Re: Adjusting hash join memory limit to handle batch explosion

From: Tomas Vondra <tomas(at)vondra(dot)me>
To: Robert Haas <robertmhaas(at)gmail(dot)com>
Cc: PostgreSQL Hackers <pgsql-hackers(at)postgresql(dot)org>
Subject: Re: Adjusting hash join memory limit to handle batch explosion
Date: 2025-01-06 21:44:12
Message-ID: f6dcdf97-14c1-4578-9d66-8d0d5d772e0f@vondra.me
Views: Raw Message | Whole Thread | Download mbox | Resend email
Thread:
Lists: pgsql-hackers

On 1/6/25 19:50, Robert Haas wrote:
> On Mon, Jan 6, 2025 at 11:51 AM Tomas Vondra <tomas(at)vondra(dot)me> wrote:
>> I wonder if maybe a better solution would be to allow BufFiles with
>> smaller buffers, not just hard-coded 8kB. OTOH I'm not sure how much
>> that helps, before the buffering stops being effective as the buffer
>> gets smaller. I mean, we only have 8kB buffer, so if we cut the buffer
>> in half for every nbatch doubling, we'd be down to 1B after 13 rounds
>> (but the buffer is useless once it gets too small to hold multiple
>> tuples, it's only like 5 cycles).
>
> I was more thinking about whether we need to keep all of those buffers
> around all the time. If the number of batches doesn't increase, then
> after we finish moving things into batches they should never need to
> be moved into a different batch. If it does, then things are
> different, but for example if we initially plan on 64 batches and then
> later decide we need 256 batches, we should really only need 3 buffers
> at a time, except for the initial work during batch 0. (In this
> example, a tuple that is initially assigned to batch 1 might need to
> be moved to batch 65, 129, or 193, but it can't need to go anywhere
> else.)
>

Right.

> But I don't quite know how we could avoid needing all the buffers at
> once during batch 0. That said, it's questionable whether it really
> make sense to have an initial number of batches that is very large.
> Does partitioning the input data into 64k batches really make sense,
> or would it be more efficient to partition it 256 ways initially and
> then do a second pass over each of those to split them up another 256
> ways? It's a lot more I/O, but trying to split 64k ways at once is
> presumably going to thrash the File table as well as do a lot of
> completely random physical I/O, so maybe it's worth considering.
>

True, but as soon as you limit the number of batches you could generate,
it's that more or less the same as not enforcing the limit on the amount
of memory consumed by the hash table? Because you have to keep the
tuples that belong to the current batch in memory ...
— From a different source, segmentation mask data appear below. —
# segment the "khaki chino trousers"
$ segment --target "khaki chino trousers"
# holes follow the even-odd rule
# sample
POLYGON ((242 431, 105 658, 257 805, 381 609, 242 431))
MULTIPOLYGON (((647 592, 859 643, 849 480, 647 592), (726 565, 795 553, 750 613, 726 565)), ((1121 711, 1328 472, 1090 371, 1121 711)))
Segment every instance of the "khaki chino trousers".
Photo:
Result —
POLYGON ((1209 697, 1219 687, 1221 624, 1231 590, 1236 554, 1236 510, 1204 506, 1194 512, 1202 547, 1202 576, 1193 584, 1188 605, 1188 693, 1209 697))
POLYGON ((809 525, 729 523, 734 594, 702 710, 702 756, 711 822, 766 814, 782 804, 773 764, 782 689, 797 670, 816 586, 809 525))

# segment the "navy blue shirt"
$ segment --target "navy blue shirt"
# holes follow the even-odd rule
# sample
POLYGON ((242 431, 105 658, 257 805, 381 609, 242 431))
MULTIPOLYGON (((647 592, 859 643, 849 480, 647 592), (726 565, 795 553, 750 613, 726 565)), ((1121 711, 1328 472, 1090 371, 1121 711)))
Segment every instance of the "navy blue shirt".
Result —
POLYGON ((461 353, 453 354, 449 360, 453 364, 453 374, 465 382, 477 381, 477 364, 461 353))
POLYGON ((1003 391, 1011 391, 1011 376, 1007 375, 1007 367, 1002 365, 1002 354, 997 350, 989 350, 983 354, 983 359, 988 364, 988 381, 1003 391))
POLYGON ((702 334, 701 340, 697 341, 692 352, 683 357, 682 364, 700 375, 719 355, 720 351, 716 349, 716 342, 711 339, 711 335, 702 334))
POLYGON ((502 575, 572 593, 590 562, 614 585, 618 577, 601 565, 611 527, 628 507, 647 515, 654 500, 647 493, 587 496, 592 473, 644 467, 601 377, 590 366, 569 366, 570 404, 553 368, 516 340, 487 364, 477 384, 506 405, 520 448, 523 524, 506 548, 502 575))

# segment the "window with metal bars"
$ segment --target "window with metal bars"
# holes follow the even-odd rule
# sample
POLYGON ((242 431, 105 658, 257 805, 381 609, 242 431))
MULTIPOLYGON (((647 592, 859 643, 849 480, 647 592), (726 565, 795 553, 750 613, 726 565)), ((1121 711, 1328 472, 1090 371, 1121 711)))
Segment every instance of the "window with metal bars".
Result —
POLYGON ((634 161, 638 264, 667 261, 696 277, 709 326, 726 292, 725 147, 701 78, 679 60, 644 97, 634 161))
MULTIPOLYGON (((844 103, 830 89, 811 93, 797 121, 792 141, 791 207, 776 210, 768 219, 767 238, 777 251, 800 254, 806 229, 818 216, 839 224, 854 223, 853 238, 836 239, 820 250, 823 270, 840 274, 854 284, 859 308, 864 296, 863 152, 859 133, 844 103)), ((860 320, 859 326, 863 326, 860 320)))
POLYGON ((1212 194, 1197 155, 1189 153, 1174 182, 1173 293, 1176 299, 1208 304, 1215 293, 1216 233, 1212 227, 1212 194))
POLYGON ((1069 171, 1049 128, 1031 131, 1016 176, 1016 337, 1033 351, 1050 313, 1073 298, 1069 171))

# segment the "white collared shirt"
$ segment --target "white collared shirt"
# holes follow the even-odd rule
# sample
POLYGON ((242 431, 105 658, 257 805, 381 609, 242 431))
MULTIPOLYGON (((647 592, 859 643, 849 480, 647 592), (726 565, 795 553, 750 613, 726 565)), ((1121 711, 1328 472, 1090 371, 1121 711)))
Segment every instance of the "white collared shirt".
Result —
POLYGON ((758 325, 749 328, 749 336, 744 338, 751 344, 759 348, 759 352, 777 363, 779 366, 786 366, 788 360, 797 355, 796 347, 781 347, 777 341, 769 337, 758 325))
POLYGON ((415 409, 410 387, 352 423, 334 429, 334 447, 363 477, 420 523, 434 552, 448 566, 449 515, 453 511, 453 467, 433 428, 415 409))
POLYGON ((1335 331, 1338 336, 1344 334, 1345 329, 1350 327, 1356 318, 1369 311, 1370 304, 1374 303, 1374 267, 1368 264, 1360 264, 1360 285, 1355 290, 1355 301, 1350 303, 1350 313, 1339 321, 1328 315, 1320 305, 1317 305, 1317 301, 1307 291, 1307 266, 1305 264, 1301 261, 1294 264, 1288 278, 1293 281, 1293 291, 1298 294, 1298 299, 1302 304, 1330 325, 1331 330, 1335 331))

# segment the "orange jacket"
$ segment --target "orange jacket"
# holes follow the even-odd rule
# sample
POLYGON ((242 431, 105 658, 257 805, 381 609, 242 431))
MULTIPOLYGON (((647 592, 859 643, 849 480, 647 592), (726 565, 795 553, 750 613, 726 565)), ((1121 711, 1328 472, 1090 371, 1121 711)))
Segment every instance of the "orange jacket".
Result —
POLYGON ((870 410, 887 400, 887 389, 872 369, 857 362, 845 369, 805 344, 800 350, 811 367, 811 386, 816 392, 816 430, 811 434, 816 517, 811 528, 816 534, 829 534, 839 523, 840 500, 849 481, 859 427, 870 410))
I suppose you could do this recursively, i.e. split to 256 batches, and
once you can keep the current batch in memory, spill it to disk too. And
then read it from file, and split it into 256 more batches. I think we'd
need to remember the minimum nbatch value for each batch (when it was
created), and then go through all the stages up to current nbatch. But
it could work, I guess.

The thing is - I don't think increasing the work_mem is bad - in fact,
it's exactly the thing that may stop the batch explosion when there are
hash collisions / overlaps. That's what the test script does to trigger
the explosion, although I admit it's an artificial / adversary case. But
similar stuff can happen in PROD, and we blindly increase nbatch when it
can't possibly help, stopping only after running out of hash bits.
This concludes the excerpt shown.